Understanding state


One of the greatest underlying assumptions about dbt is that its operations should be stateless and idempotent. That is, it doesn't matter how many times a model has been run before, or if it has ever been run before. It doesn't matter if you run it once or a thousand times. Given the same raw data, you can expect the same transformed result. A given run of dbt doesn't need to "know" about any other run; it just needs to know about the code in the project and the objects in your database as they exist right now.

That said, dbt does store "state"—a detailed, point-in-time view of project resources, database objects, and invocation results—in the form of its artifacts. If you choose, dbt can use these artifacts to inform certain operations. Crucially, the operations themselves are still stateless and idempotent: given the same manifest and the same raw data, dbt will produce the same transformed result.

dbt can leverage artifacts from a prior invocation as long as their file path is passed to the --state flag.
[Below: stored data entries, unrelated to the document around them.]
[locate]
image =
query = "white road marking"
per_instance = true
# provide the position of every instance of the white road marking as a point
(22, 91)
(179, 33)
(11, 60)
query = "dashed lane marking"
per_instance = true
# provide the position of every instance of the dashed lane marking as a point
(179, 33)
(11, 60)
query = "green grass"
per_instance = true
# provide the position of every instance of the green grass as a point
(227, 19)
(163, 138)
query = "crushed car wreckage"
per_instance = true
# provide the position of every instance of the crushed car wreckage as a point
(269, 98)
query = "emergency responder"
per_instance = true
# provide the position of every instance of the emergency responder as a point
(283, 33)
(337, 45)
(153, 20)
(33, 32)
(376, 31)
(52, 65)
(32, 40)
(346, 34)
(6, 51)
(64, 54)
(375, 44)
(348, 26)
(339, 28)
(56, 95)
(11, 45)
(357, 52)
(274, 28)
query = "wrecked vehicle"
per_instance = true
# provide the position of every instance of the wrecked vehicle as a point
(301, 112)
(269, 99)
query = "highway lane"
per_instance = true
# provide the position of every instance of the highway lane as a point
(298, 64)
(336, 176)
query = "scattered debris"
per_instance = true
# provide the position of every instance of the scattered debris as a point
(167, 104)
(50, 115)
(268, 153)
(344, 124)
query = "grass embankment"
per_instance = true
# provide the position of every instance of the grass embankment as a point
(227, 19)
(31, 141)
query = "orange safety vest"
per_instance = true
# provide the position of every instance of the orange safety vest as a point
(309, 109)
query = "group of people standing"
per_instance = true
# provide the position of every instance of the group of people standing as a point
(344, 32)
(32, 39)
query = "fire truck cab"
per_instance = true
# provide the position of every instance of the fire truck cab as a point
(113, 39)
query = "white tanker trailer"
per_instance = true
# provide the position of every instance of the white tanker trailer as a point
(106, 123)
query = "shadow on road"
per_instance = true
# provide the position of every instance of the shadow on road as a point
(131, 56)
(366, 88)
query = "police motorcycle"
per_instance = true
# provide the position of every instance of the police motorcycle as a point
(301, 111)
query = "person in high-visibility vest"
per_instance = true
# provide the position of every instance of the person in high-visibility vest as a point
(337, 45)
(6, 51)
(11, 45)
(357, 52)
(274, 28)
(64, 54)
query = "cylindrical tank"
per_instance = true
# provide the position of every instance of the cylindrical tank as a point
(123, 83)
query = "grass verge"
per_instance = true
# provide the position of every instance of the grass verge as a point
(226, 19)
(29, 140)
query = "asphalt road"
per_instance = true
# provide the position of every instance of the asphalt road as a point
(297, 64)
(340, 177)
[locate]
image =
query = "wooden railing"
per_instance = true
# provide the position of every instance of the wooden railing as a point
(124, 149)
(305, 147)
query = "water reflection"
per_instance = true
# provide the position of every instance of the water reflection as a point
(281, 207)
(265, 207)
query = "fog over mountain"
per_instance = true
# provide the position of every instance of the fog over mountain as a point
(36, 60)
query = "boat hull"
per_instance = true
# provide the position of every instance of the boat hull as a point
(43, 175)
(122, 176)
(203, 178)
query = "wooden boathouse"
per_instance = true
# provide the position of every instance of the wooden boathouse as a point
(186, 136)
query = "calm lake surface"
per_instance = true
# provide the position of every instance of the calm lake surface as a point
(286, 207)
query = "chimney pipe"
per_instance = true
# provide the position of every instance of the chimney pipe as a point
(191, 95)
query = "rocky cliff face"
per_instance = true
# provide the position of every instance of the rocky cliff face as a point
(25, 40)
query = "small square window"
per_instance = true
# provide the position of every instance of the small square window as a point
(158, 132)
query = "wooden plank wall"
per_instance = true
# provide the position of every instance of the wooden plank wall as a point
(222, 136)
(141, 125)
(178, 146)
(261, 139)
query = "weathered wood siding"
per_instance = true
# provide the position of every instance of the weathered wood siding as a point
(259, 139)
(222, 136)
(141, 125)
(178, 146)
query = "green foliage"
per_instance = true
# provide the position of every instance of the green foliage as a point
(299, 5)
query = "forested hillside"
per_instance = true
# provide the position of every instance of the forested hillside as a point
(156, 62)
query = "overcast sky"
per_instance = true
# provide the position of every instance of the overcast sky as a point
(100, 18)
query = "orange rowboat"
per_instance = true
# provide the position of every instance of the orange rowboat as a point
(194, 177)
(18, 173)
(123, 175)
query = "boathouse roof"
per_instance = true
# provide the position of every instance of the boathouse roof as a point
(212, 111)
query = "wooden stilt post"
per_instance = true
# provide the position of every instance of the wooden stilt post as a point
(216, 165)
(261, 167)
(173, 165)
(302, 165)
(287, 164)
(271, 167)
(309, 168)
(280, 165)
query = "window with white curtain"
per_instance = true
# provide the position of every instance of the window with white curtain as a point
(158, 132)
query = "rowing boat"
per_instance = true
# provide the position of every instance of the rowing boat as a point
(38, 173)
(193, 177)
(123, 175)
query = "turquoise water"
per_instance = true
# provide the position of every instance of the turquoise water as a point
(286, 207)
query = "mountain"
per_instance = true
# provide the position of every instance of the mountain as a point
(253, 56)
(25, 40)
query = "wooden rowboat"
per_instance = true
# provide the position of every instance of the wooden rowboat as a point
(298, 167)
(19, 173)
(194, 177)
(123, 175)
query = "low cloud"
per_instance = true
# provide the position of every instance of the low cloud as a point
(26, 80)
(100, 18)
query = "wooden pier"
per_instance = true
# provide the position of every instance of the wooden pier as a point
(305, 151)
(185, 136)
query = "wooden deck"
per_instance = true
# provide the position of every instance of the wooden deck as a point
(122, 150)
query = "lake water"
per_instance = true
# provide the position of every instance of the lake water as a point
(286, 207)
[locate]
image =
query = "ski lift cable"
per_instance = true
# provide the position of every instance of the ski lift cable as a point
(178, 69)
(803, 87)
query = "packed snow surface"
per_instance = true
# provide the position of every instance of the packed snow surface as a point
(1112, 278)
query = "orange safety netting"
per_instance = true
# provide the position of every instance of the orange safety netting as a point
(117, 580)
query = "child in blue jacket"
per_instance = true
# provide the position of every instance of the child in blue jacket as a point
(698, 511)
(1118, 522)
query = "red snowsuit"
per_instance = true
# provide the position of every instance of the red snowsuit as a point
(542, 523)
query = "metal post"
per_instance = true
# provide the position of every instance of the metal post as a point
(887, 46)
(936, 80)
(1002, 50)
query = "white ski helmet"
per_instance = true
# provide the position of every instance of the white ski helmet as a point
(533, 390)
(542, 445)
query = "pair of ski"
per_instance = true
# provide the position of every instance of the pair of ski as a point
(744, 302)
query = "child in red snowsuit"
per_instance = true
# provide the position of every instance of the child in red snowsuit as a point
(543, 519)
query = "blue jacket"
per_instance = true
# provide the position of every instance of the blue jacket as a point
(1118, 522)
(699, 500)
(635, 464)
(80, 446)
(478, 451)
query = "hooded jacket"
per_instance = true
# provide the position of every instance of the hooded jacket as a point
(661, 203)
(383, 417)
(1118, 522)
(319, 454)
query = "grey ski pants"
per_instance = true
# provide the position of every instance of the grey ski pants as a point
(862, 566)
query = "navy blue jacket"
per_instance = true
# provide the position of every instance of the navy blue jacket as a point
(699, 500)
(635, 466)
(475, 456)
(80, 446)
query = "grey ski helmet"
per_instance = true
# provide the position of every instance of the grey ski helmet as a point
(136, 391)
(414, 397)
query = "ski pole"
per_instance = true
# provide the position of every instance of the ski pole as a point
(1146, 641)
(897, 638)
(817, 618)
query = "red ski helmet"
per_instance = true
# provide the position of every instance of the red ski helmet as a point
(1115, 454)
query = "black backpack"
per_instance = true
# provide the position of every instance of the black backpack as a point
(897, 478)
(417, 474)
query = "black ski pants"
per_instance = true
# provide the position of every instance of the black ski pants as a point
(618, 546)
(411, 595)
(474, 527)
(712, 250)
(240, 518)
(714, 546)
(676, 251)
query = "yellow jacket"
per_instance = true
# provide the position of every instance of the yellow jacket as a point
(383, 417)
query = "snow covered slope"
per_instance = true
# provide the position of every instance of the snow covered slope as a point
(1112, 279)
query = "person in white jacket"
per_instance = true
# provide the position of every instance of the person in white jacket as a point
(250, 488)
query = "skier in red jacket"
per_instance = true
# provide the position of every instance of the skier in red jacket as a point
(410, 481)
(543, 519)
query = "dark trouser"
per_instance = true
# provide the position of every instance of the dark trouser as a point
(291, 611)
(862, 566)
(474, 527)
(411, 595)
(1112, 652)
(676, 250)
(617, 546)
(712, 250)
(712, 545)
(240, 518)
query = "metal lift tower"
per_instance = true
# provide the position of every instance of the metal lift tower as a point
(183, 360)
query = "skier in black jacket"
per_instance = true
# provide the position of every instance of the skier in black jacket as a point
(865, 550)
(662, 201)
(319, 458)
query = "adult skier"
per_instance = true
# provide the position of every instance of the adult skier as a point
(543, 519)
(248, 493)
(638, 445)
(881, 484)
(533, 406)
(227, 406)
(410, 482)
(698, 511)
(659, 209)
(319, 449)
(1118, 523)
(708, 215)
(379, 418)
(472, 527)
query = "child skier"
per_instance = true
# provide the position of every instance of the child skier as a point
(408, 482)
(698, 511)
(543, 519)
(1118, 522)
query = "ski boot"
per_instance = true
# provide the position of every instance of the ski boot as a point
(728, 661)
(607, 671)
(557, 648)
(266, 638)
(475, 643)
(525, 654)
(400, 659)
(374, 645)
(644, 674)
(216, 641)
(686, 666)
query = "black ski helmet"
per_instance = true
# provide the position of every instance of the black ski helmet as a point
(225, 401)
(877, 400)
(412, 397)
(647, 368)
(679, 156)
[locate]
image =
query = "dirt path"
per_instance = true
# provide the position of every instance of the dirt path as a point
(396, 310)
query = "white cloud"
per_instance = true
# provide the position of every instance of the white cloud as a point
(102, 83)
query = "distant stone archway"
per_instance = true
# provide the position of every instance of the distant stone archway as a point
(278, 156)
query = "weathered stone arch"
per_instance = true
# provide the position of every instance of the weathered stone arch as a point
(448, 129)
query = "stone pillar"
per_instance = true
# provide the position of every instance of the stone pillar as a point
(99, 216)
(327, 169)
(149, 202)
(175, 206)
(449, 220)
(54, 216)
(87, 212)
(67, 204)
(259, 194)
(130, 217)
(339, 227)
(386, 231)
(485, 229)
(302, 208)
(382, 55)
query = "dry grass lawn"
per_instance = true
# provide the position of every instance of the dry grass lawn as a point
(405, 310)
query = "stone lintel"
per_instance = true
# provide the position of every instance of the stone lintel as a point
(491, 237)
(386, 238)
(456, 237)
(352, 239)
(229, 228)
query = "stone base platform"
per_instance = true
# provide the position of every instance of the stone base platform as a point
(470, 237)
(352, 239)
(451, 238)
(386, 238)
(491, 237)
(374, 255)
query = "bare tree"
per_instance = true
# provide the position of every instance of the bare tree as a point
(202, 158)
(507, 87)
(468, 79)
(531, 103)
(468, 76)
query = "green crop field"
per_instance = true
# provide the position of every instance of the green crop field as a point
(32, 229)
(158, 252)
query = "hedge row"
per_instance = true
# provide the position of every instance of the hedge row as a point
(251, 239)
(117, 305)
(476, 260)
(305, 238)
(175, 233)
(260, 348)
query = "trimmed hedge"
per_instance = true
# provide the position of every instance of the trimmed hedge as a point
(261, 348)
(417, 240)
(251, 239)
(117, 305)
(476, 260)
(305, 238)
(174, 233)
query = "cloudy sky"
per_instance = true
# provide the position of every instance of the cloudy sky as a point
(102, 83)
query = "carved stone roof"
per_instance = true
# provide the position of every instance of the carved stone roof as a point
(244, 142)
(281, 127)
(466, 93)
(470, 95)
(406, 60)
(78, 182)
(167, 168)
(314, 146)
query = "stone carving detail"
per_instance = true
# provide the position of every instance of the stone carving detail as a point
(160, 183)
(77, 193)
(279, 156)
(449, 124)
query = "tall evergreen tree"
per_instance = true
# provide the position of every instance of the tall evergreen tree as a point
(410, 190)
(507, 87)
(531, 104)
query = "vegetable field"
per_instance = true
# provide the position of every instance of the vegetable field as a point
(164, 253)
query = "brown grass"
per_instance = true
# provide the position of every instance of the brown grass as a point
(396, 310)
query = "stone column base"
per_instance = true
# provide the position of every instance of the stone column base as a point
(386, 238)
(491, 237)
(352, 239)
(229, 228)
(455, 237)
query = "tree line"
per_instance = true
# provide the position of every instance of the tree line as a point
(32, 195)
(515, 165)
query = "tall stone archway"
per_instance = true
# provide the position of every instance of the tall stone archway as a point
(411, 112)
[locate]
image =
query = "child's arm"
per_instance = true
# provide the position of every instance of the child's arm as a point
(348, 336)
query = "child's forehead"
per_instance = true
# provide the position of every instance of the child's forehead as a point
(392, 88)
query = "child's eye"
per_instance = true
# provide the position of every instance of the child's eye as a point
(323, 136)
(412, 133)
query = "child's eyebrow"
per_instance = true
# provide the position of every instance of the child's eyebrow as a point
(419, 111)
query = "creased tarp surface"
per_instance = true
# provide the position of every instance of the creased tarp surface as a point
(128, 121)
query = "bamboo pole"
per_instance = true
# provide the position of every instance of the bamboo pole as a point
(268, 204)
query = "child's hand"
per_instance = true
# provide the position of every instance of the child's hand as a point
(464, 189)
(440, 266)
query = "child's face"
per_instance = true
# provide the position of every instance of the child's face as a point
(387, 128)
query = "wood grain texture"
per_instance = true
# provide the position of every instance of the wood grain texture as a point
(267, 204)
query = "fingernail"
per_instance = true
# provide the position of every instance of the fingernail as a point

This is a prerequsite for:

  • The state: selector, whereby dbt can identify resources that are new or modified by comparing code in the current project against the state manifest.
  • Deferring to a previous run, whereby dbt can identify references to upstream, unselected models and "defer" them to the namespaces provided by the state manifest, instead of expecting them in the current run environment's namespace.

Together, these two features enable "slim CI". We expect to add more features in future releases that can leverage artifacts passed to the --state flag.


  • The --state artifacts must be of schema versions that are compatible with the currently running dbt version.
  • The path to state artifacts can be set via the --state flag or DBT_ARTIFACT_STATE_PATH environment variable. If both the flag and env var are provided, the flag takes precedence.